Saturday, August 26, 2006

The Teaching Authority Of The Church Resides In The Magisterium, Not With Theologians

"Bishops, teaching in communion with the Roman Pontiff, are to be respected by all as witnesses to divine and Catholic truth. In matters of faith and morals, the bishops speak in the name of Christ and the faithful are to accept their teaching and adhere to it with a religious assent. This religious submission of mind and will must be shown in a special way to the authentic magisterium of the Roman Pontiff, even when he is not speaking ex cathedra; that is, it must be shown in such a way that his supreme magisterium is acknowledged with reverence, the judgments made by him are sincerely adhered to, according to his manifest mind and will. His mind and will in the matter may be known either from the character of the documents, from his frequent repetition of the same doctrine, or from his manner of speaking."

-Lumen Gentium 25

I have heard some Catholics try to make a case for contraception simply because many theologians rejected Paul VI's encyclical, Humanae Vitae. This is a very weak argument, because the authority of the Church is not (and has never been) with theologians. A theologian can assist the Magisterium and advise them, but the final say and the teaching authority lies solely with the bishops in union with the Pope. While many theologians of the time rejected Paul VI's encyclical, the majority of American bishops stood firmly behind the Pope.

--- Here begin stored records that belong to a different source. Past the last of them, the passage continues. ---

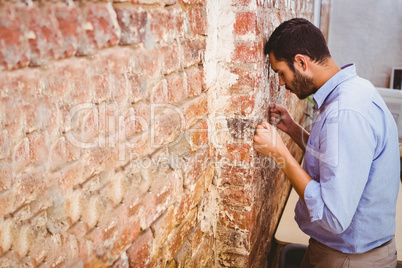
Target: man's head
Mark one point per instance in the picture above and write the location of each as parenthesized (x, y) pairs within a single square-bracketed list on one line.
[(295, 50), (297, 36)]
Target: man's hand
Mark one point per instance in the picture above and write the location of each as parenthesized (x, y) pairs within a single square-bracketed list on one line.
[(267, 141), (279, 116)]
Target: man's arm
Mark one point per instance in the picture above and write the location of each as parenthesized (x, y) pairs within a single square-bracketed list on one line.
[(268, 142), (280, 117)]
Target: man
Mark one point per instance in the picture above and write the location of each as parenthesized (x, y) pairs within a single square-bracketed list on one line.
[(349, 182)]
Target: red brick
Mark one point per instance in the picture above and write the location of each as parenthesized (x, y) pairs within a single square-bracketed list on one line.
[(139, 254), (77, 88), (249, 52), (177, 87), (241, 105), (166, 23), (6, 235), (163, 227), (39, 148), (197, 136), (197, 19), (46, 44), (203, 257), (99, 29), (160, 197), (13, 45), (183, 255), (247, 80), (6, 178), (209, 175), (195, 81), (132, 21), (178, 238), (195, 166), (237, 218), (193, 50), (239, 176), (184, 206), (4, 144), (241, 2), (170, 58), (101, 80), (193, 2), (238, 152), (148, 62), (236, 196), (159, 93), (90, 127), (58, 154), (68, 18), (195, 110), (21, 156), (166, 126), (246, 22)]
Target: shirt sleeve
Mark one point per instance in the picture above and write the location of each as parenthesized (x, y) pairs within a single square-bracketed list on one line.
[(346, 151)]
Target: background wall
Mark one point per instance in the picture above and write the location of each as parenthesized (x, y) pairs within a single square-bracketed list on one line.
[(369, 36), (126, 132)]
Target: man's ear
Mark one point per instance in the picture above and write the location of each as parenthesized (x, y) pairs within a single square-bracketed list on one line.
[(301, 62)]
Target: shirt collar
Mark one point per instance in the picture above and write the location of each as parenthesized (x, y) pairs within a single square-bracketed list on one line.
[(344, 74)]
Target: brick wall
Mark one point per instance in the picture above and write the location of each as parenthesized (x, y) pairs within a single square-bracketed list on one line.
[(126, 132)]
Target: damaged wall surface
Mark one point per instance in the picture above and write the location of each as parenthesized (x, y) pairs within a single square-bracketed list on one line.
[(126, 132)]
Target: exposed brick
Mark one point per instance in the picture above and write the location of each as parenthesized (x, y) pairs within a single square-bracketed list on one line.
[(166, 23), (21, 155), (39, 148), (193, 50), (13, 46), (6, 177), (44, 42), (195, 81), (69, 21), (247, 52), (247, 80), (163, 227), (148, 62), (178, 238), (6, 235), (238, 197), (183, 256), (177, 87), (239, 176), (139, 253), (195, 166), (203, 256), (241, 105), (132, 21), (100, 29), (195, 110), (159, 92), (193, 2), (58, 154), (237, 218), (198, 135), (246, 22), (167, 126), (241, 2), (4, 144), (170, 57), (198, 23)]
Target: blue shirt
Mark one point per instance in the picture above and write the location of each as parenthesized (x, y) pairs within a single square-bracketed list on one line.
[(352, 156)]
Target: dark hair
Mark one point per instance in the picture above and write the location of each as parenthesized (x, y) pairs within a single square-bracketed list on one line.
[(297, 36)]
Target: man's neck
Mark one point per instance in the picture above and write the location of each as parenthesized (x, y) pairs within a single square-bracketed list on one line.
[(323, 72)]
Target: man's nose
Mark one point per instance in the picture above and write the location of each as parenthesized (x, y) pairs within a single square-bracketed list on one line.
[(281, 82)]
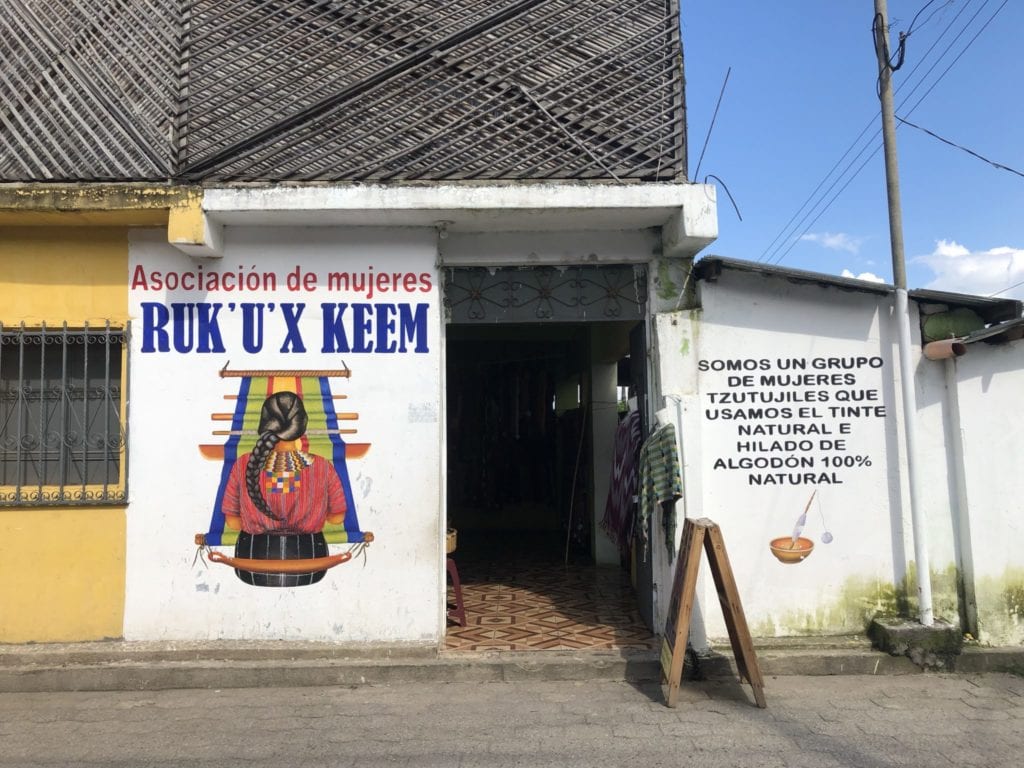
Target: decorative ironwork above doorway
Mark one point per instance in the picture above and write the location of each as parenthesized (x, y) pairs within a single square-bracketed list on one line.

Ralph M. McInerny, in his book What Went Wrong With Vatican II, says:

"In a debate sponsored by the Washington Lay Association, the question quickly became whether Catholics, having listened, were permitted to disagree. In the debate, Triumph magazine editor L. Brent Bozell maintained that any Catholic who does not accept the encyclical denies the Pope, denies the Church, and denies Christ, because he is not so much denying truth as authority. Catholics have an obligation to assent. He said that those who call themselves theologians but don't accept the encyclical should not consider themselves capable of serious theological discussion."

Bozell also said:

"Those priests who refuse to accept and faithfully carry out in their pastoral capacity Pope Paul's encyclical on birth control, should leave the Church. Any person who refuses submission to an authoritative teaching by the supreme pontiff on Faith and morals is a schismatic; and simple honesty, greatly honored in the present age, requires him to acknowledge the state of schism.

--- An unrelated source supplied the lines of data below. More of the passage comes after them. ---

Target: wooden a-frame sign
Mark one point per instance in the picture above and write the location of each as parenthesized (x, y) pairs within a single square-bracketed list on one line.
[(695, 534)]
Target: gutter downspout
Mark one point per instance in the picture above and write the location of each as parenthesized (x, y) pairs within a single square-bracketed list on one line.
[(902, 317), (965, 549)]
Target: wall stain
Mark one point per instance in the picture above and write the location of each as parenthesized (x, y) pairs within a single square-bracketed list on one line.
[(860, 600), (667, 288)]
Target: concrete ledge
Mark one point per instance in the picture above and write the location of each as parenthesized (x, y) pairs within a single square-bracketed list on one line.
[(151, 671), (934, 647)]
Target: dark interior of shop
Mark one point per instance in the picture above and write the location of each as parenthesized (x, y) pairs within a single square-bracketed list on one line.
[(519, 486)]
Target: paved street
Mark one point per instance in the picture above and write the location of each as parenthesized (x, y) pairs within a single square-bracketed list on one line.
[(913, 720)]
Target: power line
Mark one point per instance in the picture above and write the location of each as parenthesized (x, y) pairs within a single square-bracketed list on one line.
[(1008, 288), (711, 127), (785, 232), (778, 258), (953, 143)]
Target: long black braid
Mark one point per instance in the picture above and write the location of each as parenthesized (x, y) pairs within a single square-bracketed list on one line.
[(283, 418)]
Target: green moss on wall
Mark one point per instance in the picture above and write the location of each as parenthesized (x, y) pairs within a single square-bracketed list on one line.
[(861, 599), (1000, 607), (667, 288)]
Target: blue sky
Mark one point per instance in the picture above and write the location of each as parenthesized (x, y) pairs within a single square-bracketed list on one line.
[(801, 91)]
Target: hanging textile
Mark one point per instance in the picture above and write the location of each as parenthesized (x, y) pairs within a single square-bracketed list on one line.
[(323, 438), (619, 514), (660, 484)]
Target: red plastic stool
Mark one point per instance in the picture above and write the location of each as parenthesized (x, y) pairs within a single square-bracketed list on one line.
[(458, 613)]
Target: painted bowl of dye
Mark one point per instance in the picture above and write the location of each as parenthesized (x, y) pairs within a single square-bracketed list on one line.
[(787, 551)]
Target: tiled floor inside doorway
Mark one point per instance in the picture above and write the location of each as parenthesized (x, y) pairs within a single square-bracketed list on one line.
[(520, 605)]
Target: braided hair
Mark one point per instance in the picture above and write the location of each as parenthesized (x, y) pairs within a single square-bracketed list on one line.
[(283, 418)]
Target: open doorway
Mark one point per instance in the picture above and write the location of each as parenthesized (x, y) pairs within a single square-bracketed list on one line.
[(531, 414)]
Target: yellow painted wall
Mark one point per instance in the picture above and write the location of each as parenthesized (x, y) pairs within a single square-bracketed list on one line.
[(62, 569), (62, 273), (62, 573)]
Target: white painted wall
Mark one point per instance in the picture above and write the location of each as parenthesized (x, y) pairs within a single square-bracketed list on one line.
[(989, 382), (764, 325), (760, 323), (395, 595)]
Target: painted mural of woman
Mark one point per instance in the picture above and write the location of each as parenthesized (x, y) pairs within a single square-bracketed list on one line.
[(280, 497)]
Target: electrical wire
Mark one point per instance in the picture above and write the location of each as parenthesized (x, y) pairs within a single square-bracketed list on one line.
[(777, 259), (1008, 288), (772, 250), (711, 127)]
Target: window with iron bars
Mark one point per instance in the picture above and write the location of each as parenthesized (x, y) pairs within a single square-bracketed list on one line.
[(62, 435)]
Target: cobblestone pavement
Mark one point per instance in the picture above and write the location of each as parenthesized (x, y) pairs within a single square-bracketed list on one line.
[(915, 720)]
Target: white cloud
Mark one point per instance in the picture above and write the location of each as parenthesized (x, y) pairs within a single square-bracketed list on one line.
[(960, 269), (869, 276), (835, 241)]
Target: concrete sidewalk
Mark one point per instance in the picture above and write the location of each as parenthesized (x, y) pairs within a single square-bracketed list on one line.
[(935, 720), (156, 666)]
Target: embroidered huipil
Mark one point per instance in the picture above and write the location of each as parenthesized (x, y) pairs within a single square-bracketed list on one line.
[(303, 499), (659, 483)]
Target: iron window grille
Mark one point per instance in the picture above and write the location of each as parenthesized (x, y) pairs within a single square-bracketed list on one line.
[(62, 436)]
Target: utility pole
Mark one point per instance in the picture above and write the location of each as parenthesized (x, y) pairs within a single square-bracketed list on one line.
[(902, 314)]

Any priest whose reason is not persuaded by the Pope's teaching should pray fervently to be among those whom Christ praised because they 'have not seen, and yet have believed' (John 20:29). If they will not do this, they should cease pretending to represent the Catholic Church. Otherwise, they will be personally responsible for widening the schism and increasing the scandal."

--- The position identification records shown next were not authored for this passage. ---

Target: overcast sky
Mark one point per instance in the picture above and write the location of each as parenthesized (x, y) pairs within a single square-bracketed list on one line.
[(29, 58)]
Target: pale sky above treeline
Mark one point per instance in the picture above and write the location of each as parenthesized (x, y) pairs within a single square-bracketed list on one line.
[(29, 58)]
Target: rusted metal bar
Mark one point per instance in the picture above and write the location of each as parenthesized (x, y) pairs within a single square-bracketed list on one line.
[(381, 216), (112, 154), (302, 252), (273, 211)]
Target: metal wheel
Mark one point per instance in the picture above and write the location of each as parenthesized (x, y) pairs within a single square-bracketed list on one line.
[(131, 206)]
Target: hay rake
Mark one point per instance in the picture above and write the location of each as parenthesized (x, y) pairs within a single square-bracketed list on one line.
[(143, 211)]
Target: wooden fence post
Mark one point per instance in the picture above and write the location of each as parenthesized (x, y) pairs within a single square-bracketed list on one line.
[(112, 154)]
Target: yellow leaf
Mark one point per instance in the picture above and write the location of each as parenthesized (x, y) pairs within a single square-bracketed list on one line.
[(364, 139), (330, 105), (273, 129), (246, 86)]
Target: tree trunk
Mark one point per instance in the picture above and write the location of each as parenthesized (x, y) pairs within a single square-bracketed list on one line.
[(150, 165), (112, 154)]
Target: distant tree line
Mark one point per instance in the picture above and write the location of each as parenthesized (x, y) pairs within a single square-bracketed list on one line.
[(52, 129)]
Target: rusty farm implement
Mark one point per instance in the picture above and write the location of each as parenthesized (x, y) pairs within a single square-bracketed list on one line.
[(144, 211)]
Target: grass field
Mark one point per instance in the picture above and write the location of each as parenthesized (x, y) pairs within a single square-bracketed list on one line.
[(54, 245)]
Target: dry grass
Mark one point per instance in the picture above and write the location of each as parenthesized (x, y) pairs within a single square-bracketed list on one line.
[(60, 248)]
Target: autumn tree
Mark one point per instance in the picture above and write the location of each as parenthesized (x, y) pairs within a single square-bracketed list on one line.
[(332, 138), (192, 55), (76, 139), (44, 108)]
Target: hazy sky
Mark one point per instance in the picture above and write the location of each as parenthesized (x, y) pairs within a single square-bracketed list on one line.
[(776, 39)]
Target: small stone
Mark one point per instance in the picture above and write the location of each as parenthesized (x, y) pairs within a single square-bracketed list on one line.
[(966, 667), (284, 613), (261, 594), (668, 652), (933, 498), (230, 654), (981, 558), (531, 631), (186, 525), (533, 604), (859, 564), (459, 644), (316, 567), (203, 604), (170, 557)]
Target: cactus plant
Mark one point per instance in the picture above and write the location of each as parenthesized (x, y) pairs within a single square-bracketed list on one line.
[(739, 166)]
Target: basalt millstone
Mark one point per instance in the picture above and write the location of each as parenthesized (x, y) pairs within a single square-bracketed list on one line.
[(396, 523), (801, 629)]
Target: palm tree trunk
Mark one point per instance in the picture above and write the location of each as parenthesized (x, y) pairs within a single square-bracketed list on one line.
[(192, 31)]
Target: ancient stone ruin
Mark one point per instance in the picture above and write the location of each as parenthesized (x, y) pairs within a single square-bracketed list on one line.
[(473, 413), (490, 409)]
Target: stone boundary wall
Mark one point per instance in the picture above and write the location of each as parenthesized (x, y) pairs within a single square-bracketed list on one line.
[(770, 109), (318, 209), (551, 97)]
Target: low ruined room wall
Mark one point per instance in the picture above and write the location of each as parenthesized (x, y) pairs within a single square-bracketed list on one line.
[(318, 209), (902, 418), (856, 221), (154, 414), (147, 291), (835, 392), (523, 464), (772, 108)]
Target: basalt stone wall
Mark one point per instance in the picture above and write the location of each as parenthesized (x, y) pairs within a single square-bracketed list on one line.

McInerny goes on to write in the book:

"Fellow Triumph editor Michael Lawrence was equally severe in the Washington debate. Lawrence said that those who do not accept the right of the Church to teach on moral questions are simply not Roman Catholics. Further, those who say that Humanae Vitae should be taken seriously, but who would balance the Pope's teaching with their own private conscience, have a 'Protestant view' of conscience. 'A Catholic does not have a free conscience.'

In other words, while anyone is, of course, free to be a Catholic or not, he is not free as a Catholic to reject what the Church teaches. To do so is to cease to be a Catholic."